So I still haven't had my formal sit down meeting with my new boss yet. He's taking over the entire division, and all of the other departments under my division have major issues at the moment. Mine doesn't... I just run things quietly. So, he's been stopping by every 4 hours or so saying I'm so sorry I need to push our meeting out again. I finally told him no big deal, I don't have any fires burning over here and I've got things under control. Feel free to circle back when you've gotten the others put out. 

In the meantime, I had my first annual review with the president a couple of days ago. I normally would not do my review directly with him, but the boss situation has made things wierd, so I guess he decided he'd take care of it rather than let it slide. I hate.hate.hate reviews, and honestly my heart has been in my throat most of the last year feeling like I am keeping us from the edge of a cliff by the skin of my teeth so this review was even more nerve wracking. Not sure how it was going to go. 

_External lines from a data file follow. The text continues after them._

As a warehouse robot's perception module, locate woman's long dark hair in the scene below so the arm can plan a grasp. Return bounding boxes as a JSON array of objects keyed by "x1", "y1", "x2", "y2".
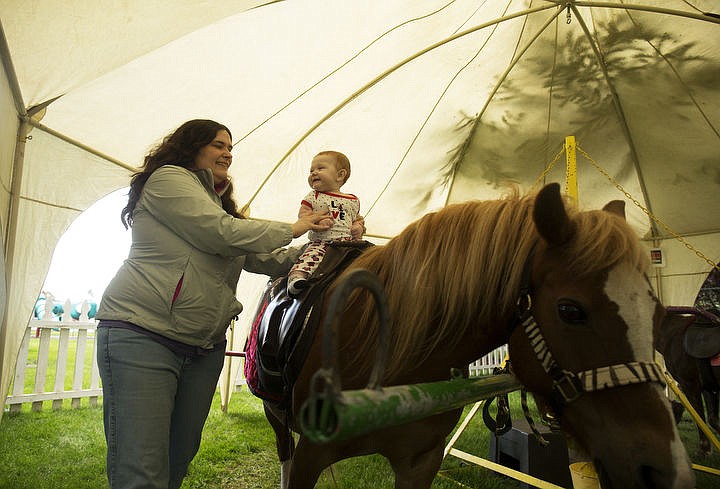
[{"x1": 120, "y1": 119, "x2": 242, "y2": 229}]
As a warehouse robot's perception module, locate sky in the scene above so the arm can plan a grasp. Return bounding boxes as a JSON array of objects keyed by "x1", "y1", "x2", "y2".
[{"x1": 43, "y1": 188, "x2": 130, "y2": 303}]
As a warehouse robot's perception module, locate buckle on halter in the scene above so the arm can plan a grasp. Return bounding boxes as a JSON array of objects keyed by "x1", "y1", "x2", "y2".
[{"x1": 553, "y1": 370, "x2": 583, "y2": 404}]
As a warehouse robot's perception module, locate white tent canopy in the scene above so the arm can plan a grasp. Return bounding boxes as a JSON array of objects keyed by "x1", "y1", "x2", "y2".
[{"x1": 0, "y1": 0, "x2": 720, "y2": 412}]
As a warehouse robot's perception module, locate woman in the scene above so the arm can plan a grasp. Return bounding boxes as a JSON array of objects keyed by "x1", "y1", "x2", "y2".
[{"x1": 97, "y1": 120, "x2": 328, "y2": 489}]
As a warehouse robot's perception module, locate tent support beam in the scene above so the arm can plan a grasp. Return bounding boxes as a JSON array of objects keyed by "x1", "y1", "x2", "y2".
[
  {"x1": 570, "y1": 4, "x2": 659, "y2": 236},
  {"x1": 0, "y1": 19, "x2": 26, "y2": 117},
  {"x1": 241, "y1": 4, "x2": 557, "y2": 212},
  {"x1": 27, "y1": 119, "x2": 137, "y2": 173}
]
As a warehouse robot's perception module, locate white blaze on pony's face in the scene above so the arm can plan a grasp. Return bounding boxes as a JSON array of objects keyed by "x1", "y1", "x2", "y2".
[{"x1": 605, "y1": 265, "x2": 658, "y2": 362}]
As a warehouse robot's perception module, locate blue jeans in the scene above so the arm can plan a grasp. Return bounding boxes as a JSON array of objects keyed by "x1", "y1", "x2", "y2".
[{"x1": 97, "y1": 328, "x2": 225, "y2": 489}]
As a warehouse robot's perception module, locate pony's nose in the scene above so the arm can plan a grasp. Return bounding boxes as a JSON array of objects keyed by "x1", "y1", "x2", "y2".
[{"x1": 638, "y1": 465, "x2": 695, "y2": 489}]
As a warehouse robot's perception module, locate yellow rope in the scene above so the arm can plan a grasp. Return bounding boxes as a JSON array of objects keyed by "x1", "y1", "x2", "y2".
[
  {"x1": 560, "y1": 145, "x2": 720, "y2": 272},
  {"x1": 530, "y1": 146, "x2": 565, "y2": 191}
]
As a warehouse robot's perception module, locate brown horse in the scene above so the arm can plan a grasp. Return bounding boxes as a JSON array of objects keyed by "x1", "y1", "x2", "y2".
[
  {"x1": 656, "y1": 307, "x2": 720, "y2": 455},
  {"x1": 266, "y1": 184, "x2": 694, "y2": 489}
]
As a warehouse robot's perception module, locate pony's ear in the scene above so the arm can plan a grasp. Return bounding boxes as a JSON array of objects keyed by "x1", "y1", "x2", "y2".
[
  {"x1": 603, "y1": 200, "x2": 625, "y2": 219},
  {"x1": 533, "y1": 183, "x2": 575, "y2": 246}
]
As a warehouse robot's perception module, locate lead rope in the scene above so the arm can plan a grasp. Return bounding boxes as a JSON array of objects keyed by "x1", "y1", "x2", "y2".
[
  {"x1": 522, "y1": 313, "x2": 665, "y2": 406},
  {"x1": 520, "y1": 387, "x2": 550, "y2": 447}
]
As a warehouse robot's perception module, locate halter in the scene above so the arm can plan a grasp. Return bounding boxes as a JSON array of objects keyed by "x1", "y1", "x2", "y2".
[
  {"x1": 513, "y1": 245, "x2": 665, "y2": 408},
  {"x1": 521, "y1": 302, "x2": 665, "y2": 406}
]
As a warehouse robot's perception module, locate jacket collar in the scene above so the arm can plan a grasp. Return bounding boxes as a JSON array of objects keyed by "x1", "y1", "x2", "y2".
[{"x1": 192, "y1": 168, "x2": 230, "y2": 196}]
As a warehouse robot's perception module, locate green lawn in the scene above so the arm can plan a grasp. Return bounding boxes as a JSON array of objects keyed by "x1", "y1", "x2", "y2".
[
  {"x1": 0, "y1": 333, "x2": 720, "y2": 489},
  {"x1": 0, "y1": 391, "x2": 720, "y2": 489}
]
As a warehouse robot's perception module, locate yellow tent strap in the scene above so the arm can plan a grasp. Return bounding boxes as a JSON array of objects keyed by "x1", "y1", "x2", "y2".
[
  {"x1": 665, "y1": 372, "x2": 720, "y2": 451},
  {"x1": 565, "y1": 134, "x2": 580, "y2": 204},
  {"x1": 577, "y1": 146, "x2": 720, "y2": 272},
  {"x1": 449, "y1": 448, "x2": 563, "y2": 489},
  {"x1": 530, "y1": 146, "x2": 565, "y2": 190}
]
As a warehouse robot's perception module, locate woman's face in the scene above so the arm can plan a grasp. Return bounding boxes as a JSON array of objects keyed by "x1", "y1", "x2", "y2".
[{"x1": 195, "y1": 129, "x2": 232, "y2": 185}]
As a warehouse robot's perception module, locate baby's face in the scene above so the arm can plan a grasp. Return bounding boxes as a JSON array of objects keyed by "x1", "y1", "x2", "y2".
[{"x1": 308, "y1": 155, "x2": 343, "y2": 192}]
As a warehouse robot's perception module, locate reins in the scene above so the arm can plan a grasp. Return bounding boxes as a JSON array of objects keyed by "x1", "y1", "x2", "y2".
[{"x1": 511, "y1": 245, "x2": 665, "y2": 417}]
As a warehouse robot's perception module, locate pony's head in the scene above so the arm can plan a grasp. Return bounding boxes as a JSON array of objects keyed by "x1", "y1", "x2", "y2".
[{"x1": 509, "y1": 184, "x2": 694, "y2": 489}]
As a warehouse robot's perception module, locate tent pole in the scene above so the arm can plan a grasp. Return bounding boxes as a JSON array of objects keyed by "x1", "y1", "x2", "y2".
[{"x1": 565, "y1": 136, "x2": 579, "y2": 204}]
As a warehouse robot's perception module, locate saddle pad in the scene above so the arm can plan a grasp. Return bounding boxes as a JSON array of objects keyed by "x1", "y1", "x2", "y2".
[
  {"x1": 710, "y1": 353, "x2": 720, "y2": 367},
  {"x1": 244, "y1": 241, "x2": 372, "y2": 409},
  {"x1": 683, "y1": 320, "x2": 720, "y2": 358}
]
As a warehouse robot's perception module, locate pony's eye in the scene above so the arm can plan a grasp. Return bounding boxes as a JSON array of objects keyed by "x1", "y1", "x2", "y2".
[{"x1": 557, "y1": 302, "x2": 587, "y2": 324}]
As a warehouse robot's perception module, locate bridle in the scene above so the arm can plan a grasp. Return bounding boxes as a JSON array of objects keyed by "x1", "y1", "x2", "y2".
[{"x1": 511, "y1": 246, "x2": 665, "y2": 411}]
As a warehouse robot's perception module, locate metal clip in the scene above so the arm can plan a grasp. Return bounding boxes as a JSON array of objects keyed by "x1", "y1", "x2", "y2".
[{"x1": 553, "y1": 370, "x2": 583, "y2": 404}]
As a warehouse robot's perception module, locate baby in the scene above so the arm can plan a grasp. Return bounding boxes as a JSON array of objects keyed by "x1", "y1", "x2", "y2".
[{"x1": 288, "y1": 151, "x2": 365, "y2": 296}]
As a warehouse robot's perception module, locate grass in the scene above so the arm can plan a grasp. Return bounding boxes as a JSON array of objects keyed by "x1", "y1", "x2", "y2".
[{"x1": 0, "y1": 391, "x2": 720, "y2": 489}]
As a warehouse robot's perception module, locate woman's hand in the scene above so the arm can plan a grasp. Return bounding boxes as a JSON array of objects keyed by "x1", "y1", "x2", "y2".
[{"x1": 291, "y1": 212, "x2": 332, "y2": 238}]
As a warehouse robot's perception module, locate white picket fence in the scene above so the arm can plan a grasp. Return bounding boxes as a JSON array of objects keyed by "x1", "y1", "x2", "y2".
[
  {"x1": 5, "y1": 301, "x2": 507, "y2": 413},
  {"x1": 5, "y1": 300, "x2": 102, "y2": 413}
]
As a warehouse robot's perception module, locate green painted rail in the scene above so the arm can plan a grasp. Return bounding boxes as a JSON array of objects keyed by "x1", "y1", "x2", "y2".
[{"x1": 300, "y1": 374, "x2": 521, "y2": 443}]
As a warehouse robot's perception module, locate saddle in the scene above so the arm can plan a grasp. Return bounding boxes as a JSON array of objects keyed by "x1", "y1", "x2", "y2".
[{"x1": 243, "y1": 241, "x2": 373, "y2": 409}]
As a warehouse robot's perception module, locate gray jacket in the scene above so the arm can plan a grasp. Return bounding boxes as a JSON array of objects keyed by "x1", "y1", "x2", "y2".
[{"x1": 96, "y1": 165, "x2": 299, "y2": 348}]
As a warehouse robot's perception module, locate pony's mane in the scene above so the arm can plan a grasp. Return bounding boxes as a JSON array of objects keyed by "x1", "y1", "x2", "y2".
[{"x1": 343, "y1": 190, "x2": 648, "y2": 378}]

It went very well, to my pleasant surprise. He was very kind and generous in his praise and honestly, I couldn't believe it! I really thought the review would be mediocre to terrible so truly I was shocked. I remember last spring just thinking there was a time limit on my head and that I definitely needed to jump ship before my annual review came because it was going to be terrible. 

He did not offer any insight as to what was going on with my old boss. I am dying to know what happened!! He was very PC and did not let out a single detail. The not knowing is killing me!